C'est vraiment difficile à dire. Mais j'aimerais citer quelques exemples très variés qui m'ont beaucoup impressionné dans le travail de mes collègues.
Il y a presque exactement un an, notre responsable marketing est revenue du salon de recrutement „ TalentPro “ à Munich et a parlé de „ Robot Vera “, qui mène de manière totalement autonome, en tant que robot, de brefs entretiens téléphoniques avec des candidats. Pour nous, c'est sans aucun doute un scénario d'avenir intéressant, mais qui est encore loin d'être une réalité. Lors de notre réunion internationale, mon collègue belge nous a parlé de leur centre d’appels basé sur l’IA : un robot compare automatiquement les CV des candidats disponibles avec les postes à pourvoir. En cas de forte adéquation, il appelle de lui-même les candidats éligibles. Si ceux-ci sont joignables par téléphone, ils sont mis en relation avec un conseiller en ressources humaines pour un bref entretien. Dans le cas contraire, le robot laisse un message sur le répondeur décrivant sommairement le poste correspondant et demande au candidat de rappeler. Une solution prometteuse et impressionnante à mes yeux, car elle automatise des processus qui peuvent être optimisés en termes d’efficacité, tout en continuant à placer l’humain au centre, ce qui est essentiel dans le domaine des ressources humaines.
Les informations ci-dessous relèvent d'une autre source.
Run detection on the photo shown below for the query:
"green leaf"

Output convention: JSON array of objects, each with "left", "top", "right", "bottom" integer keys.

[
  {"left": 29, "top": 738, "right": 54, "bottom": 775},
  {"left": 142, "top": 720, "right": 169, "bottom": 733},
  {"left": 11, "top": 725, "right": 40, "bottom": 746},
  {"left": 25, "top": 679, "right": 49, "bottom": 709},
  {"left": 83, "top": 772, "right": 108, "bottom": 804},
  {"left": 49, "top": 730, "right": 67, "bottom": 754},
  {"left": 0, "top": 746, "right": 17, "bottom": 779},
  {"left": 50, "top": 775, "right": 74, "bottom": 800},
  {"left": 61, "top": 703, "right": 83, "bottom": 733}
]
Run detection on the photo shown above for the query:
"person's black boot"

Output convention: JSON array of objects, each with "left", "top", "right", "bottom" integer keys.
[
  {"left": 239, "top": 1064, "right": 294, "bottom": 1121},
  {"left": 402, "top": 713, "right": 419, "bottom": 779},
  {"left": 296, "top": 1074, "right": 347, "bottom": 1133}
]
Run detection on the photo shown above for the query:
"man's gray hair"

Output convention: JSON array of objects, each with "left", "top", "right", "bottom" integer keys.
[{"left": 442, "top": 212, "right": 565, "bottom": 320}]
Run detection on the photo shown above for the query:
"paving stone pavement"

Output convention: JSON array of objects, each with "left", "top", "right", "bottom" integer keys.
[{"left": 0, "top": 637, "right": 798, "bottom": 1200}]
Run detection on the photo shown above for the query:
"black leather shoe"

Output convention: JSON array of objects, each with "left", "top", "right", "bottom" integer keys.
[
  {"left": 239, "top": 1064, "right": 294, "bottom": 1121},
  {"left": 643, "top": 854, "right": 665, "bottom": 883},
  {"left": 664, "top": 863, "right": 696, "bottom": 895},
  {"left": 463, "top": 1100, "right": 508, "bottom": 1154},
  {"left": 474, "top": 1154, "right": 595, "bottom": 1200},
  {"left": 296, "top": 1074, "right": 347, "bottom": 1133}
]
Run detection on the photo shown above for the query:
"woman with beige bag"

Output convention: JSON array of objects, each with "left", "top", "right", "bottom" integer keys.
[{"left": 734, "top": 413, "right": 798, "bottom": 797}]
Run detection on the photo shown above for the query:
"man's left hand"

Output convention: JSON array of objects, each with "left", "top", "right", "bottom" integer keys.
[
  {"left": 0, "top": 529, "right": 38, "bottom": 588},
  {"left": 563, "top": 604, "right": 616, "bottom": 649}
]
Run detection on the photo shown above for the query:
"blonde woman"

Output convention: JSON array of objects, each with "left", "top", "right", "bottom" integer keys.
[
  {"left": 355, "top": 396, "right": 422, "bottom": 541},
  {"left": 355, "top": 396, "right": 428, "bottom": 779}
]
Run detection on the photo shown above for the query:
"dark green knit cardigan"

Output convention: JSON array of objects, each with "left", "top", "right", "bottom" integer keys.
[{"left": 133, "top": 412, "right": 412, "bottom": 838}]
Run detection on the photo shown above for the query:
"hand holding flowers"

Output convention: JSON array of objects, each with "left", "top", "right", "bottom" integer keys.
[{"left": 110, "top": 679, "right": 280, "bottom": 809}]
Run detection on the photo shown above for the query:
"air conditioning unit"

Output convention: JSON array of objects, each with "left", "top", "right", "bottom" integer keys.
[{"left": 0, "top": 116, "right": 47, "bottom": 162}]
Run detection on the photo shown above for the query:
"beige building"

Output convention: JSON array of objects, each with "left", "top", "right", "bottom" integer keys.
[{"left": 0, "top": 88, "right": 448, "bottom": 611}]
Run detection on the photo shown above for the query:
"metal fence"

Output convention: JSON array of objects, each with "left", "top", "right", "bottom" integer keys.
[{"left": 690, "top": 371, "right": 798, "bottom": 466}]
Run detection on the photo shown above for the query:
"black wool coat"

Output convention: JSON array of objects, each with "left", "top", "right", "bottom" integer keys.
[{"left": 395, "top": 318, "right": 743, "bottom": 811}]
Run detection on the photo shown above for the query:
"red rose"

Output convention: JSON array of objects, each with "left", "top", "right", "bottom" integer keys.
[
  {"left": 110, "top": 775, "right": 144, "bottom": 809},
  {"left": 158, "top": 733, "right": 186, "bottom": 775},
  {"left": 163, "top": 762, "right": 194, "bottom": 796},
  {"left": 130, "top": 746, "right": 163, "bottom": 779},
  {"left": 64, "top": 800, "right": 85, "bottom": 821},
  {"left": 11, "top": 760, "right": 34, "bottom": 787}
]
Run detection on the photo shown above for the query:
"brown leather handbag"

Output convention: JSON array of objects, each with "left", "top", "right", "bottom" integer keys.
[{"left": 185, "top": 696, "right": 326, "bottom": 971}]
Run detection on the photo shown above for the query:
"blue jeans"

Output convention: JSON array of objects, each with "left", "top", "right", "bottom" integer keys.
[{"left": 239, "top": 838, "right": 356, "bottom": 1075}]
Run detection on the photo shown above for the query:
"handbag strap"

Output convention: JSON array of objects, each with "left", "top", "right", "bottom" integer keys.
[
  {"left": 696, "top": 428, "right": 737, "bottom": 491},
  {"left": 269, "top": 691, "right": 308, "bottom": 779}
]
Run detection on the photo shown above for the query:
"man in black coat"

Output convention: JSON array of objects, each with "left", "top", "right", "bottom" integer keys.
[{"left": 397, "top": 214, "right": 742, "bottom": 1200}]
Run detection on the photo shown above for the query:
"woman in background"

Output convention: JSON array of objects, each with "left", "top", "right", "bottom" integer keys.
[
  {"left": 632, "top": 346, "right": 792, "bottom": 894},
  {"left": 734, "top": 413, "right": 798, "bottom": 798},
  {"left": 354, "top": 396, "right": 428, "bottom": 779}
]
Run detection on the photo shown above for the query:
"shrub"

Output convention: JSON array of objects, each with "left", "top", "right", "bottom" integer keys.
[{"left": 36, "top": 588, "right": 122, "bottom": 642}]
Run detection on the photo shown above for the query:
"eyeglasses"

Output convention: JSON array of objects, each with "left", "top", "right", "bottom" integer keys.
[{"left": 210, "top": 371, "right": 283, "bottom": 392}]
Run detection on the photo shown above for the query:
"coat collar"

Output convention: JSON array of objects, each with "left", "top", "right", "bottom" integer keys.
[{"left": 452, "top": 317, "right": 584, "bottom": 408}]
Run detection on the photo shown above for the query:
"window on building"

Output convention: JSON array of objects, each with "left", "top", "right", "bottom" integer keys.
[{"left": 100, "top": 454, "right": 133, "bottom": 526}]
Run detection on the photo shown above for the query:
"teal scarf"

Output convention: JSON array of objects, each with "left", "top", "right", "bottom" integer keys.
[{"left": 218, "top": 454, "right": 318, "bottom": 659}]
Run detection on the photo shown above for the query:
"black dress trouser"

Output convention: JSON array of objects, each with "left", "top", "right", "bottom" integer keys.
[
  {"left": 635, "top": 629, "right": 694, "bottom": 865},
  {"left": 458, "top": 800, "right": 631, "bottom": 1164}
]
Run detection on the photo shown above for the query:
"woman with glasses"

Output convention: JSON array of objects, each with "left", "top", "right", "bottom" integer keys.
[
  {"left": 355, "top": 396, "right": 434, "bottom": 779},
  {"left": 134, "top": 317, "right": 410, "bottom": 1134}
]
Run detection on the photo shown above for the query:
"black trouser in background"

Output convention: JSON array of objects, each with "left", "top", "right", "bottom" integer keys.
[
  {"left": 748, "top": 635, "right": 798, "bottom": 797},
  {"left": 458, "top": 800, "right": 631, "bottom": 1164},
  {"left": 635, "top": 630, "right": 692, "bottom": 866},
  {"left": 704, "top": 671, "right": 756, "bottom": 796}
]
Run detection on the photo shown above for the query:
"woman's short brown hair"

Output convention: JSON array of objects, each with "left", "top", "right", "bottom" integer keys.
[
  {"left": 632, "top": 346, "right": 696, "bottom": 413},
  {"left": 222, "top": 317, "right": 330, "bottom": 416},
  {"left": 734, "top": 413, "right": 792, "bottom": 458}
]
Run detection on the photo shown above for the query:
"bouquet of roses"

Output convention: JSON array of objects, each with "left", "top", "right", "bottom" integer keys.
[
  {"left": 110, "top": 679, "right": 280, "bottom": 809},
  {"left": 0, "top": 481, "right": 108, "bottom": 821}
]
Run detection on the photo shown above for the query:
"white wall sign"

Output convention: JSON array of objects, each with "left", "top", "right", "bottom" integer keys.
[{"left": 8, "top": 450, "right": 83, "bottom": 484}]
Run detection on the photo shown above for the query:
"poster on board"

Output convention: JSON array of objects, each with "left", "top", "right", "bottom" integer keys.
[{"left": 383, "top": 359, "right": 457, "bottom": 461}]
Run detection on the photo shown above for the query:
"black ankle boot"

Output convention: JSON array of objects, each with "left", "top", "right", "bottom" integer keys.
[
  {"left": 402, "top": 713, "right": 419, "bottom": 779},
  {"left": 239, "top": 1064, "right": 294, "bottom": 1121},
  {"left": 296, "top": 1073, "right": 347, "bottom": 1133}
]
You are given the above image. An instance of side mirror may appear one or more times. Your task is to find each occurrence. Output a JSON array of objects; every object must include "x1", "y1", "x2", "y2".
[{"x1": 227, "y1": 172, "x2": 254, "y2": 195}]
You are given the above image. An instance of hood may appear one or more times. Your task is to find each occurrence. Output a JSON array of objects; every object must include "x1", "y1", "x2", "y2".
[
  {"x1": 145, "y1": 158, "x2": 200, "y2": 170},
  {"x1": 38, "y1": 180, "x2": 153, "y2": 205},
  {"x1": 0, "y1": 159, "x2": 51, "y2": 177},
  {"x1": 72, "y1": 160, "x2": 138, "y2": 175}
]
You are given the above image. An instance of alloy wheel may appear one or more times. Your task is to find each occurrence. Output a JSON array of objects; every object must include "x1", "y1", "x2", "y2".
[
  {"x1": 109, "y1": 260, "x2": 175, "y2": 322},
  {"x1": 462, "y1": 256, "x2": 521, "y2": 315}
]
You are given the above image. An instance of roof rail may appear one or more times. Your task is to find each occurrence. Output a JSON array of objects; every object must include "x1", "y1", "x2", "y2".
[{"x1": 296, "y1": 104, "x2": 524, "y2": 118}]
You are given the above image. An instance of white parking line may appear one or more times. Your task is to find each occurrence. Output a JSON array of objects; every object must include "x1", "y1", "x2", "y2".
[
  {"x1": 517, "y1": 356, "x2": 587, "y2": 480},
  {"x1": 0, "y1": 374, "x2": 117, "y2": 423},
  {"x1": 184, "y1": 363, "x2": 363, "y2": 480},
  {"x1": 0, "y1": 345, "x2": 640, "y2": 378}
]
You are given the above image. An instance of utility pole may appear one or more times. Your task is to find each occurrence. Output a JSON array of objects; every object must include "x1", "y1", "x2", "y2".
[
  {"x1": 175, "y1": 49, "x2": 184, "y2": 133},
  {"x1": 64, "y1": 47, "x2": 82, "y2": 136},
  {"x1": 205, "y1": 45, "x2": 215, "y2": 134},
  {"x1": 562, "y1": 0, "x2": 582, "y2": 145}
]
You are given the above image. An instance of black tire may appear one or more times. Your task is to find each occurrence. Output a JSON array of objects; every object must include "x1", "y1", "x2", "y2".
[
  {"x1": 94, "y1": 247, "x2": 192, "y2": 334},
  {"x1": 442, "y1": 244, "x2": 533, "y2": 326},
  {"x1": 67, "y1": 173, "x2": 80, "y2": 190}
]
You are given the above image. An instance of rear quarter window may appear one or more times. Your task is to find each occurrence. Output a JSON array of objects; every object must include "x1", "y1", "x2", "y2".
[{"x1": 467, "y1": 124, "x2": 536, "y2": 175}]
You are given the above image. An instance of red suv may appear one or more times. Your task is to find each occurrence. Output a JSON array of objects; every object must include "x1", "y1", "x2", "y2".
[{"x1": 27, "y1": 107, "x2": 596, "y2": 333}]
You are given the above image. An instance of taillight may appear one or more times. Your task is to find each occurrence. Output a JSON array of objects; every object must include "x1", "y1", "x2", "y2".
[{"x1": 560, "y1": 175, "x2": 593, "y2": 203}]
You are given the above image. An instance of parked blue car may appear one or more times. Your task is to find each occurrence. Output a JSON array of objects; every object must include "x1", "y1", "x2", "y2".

Voici un autre exemple, tout à fait différent : nos collègues en France ont organisé une forme un peu différente de „ speed dating “ pour les candidats et les employeurs. En effet, les deux parties ont d’abord pu faire connaissance dans le cadre d’un entraînement sportif organisé dans un stade de la fédération locale d’athlétisme, avant de discuter ensuite des détails concernant les postes à pourvoir, les entreprises et les CV des candidats présents. Il s’agit donc d’une sorte de „ recutainment “ – c’est-à-dire la combinaison du recrutement et du divertissement – qui connaît également un essor croissant en Allemagne.
Le nombre total de mesures prises est en tout cas impressionnant : alors que nos collègues italiens se concentrent sur le secteur aéronautique et sur la industrie aéronautique Pour se spécialiser, les Espagnols ont mis au point un programme de formation spécifique destiné au secteur de la logistique. L'équipe britannique, quant à elle, est confrontée, en cette année du Brexit, à un exode massif de main-d'œuvre étrangère et à un avenir économique incertain.
Y a-t-il donc quelque chose que tous les pays du réseau SYNERGIE ont en commun, Madame Munk ?
Malgré toutes ces différences, je dirais que, dans la plupart des pays, le marché du travail a désormais évolué vers un marché favorable aux candidats. Dans certains pays, comme l'Allemagne, cela vaut pratiquement pour tous les secteurs, toutes les qualifications et toutes les régions. Dans d'autres pays, il s'agit plutôt d'une pénurie de main-d'œuvre qualifiée, qui se limite à des experts très bien formés et expérimentés.
Partout, cependant, la course aux meilleurs collaborateurs a commencé et les entreprises placent leurs salariés au cœur de leurs préoccupations, tout en développant leur image de marque en tant qu'employeur et en améliorant leurs stratégies de recrutement.
Afin d'être un interlocuteur compétent pour les entreprises, mais aussi un conseiller en carrière à part entière pour les personnes hautement qualifiées souhaitant changer d'emploi, SYNERGIE a mis en place l'année dernière, à l'échelle transnationale, le Marque S&you a été lancé. Les réflexions sur ce sujet figuraient en tête de l'ordre du jour et, en Allemagne aussi, nous avons encore beaucoup de projets à ce sujet au cours de l'année.
Merci beaucoup, Madame Munk, pour ces informations intéressantes. Nous attendons avec impatience de voir comment la situation évoluera au cours des prochains mois.